We are using libass for OSD rendering. One problem with that is that
libass has to be bug-compatible to VSFilter. This includes the setting
for the default RTL base direction. Neutral would be most reasonable,
but VSFilter assumes LTR.
This commit forces the default to neutral.
Unconfirmed whether this actually works as intended.
See the following libass commits:
9dbd12d shaper: allow font encoding -1 for neutral base direction
a80c45c shaper: always use LTR base direction by default
libass may always return a full change if no subtitle images are
rendered in some cases (empty tracks). Also, a full change despite empty
sub-images list may be reported on initialization.

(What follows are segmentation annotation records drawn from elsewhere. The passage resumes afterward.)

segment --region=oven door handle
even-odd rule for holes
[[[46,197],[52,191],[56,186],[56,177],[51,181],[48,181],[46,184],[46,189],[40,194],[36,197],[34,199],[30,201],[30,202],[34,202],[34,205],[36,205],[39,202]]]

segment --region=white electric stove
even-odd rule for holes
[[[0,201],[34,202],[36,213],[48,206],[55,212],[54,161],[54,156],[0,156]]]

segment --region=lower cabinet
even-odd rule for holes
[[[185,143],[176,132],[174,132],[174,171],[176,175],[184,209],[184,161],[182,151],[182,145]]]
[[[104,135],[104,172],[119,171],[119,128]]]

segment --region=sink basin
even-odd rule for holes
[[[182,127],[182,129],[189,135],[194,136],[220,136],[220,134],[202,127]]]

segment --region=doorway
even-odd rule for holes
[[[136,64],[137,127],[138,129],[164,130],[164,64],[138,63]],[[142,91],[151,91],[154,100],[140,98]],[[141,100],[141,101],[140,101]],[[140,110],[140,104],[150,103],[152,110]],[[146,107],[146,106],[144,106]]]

Avoid invoking odd
special cases in the VO code by always exiting early if the sub-image
list is empty.
Note that at least for OSD, the code in sub.c doesn't even send a
request VOCTRL_DRAW_EOSD if the image list is empty. But the subtitle
rendering code in vf_vo.c is independent from this (at least for now).
This allows vo_vdpau to render OSD directly, without the indirection
through the old OSD API, and without the additional conversions.
Remove support for the old OSD format. Only the mplayer DVD subtitle
decoder still generates this format. Although the new OSD interface does
support this format, remove it from vo_vdpau. It would be relatively
hard to support it in the EOSD code, as it requires two surfaces. (These
two surfaces are blended on top of each other to emulate the mplayer OSD
format.) The correct way to implement direct support for DVD subs would
consist of adding a paletted image format of some sort. But even sd_lavc
converts paletted subtitle images to RGBA, so doing something special
just for DVD subs is not worth it.
This means the frontend (sub.c) converts the subtitles to RGBA if it
detects that vo_vdpau does not support them natively.